An improved kinetic model for dephosphorization of laundry wastewater by electrocoagulation

Abstract

Electrocoagulation (EC) dephosphorization kinetics plays an important role in design and amplification of EC reactors for phosphate removal. However, the existing EC dephosphorization kinetic models including both statistical model and adsorption model, fail to establish a direct law between the electric field characteristics and the dephosphorization process, which limit their efficient applications in practice. In this study, three classic adsorption isotherm models, i.e., Langmuir, Freundlich and Dubinin-Radushkevich model, were compared to describe the phosphorus adsorption in EC reactor.

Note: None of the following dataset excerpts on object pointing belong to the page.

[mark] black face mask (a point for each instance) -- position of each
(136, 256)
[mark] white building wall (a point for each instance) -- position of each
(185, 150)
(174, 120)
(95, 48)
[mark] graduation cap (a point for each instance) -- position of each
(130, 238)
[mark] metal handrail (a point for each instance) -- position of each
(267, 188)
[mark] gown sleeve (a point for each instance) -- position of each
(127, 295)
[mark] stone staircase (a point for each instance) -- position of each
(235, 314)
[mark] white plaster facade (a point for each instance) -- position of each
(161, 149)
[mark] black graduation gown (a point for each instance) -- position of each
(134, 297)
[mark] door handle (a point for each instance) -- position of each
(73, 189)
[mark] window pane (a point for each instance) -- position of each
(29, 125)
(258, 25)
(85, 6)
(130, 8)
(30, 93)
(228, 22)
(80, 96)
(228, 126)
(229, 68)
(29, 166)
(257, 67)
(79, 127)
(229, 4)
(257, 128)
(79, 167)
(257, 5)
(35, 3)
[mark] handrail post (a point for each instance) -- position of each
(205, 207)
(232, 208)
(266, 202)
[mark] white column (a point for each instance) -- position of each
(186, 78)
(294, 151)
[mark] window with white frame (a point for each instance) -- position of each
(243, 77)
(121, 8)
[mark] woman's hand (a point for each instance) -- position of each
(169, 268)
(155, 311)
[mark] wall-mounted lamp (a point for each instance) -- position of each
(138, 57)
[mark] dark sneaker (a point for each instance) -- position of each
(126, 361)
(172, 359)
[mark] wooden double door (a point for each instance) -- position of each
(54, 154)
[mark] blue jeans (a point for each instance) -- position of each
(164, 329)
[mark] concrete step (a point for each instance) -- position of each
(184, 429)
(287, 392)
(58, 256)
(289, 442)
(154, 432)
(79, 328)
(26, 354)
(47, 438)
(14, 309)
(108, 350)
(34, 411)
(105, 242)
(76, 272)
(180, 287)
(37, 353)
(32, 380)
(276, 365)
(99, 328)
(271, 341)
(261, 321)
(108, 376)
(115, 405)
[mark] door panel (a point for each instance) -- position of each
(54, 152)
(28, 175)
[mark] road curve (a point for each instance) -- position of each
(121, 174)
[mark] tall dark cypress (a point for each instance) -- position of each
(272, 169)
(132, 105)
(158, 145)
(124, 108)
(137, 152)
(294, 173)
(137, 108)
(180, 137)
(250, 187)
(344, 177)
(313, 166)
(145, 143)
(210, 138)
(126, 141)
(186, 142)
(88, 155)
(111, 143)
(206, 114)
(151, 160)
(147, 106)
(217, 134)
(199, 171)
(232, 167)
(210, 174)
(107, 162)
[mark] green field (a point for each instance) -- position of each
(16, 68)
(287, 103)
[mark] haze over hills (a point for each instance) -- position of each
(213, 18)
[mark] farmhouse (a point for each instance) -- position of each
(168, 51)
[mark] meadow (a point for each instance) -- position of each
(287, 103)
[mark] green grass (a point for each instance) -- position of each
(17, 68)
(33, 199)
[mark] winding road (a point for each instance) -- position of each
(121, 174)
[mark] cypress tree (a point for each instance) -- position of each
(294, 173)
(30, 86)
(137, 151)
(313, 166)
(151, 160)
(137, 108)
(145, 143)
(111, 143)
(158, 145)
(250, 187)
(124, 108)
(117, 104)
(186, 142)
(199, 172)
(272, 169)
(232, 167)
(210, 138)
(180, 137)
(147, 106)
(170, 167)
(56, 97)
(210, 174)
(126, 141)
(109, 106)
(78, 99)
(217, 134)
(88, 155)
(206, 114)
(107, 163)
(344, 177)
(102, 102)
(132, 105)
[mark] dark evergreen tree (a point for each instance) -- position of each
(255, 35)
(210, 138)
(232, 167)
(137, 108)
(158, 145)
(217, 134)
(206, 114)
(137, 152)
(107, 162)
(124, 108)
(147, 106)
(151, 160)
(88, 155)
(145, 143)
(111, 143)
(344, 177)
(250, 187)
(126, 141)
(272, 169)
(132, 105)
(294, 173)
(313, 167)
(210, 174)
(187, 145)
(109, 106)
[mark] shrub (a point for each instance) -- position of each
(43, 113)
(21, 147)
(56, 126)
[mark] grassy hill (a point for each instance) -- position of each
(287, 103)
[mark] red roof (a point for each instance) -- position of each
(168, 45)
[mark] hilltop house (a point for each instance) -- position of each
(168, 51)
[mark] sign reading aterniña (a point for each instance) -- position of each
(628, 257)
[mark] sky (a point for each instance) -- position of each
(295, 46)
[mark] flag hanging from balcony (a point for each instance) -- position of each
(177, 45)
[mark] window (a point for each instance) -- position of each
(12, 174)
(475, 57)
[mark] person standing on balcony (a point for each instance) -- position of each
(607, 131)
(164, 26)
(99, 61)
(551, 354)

The experimental data is better fitted with Langmuir model than the other two models, indicating that adsorbed molecules are monolayered dispersed. Afterwards, an advanced EC dephosphorization kinetic model is developed by combining Faraday's law with Langmuir model. Laundry wastewater is used to illustrate the effects of current densities, plate spacing and initial phosphorus concentrations on the model parameters. Finally, the relationships among current efficiency, current density, plate spacing, initial concentration are established by using response surface methodology. Our new EC kinetic model successfully describe the phosphorus removal process of laundry wastewater, which might pave the way for the optimal design of EC reactor.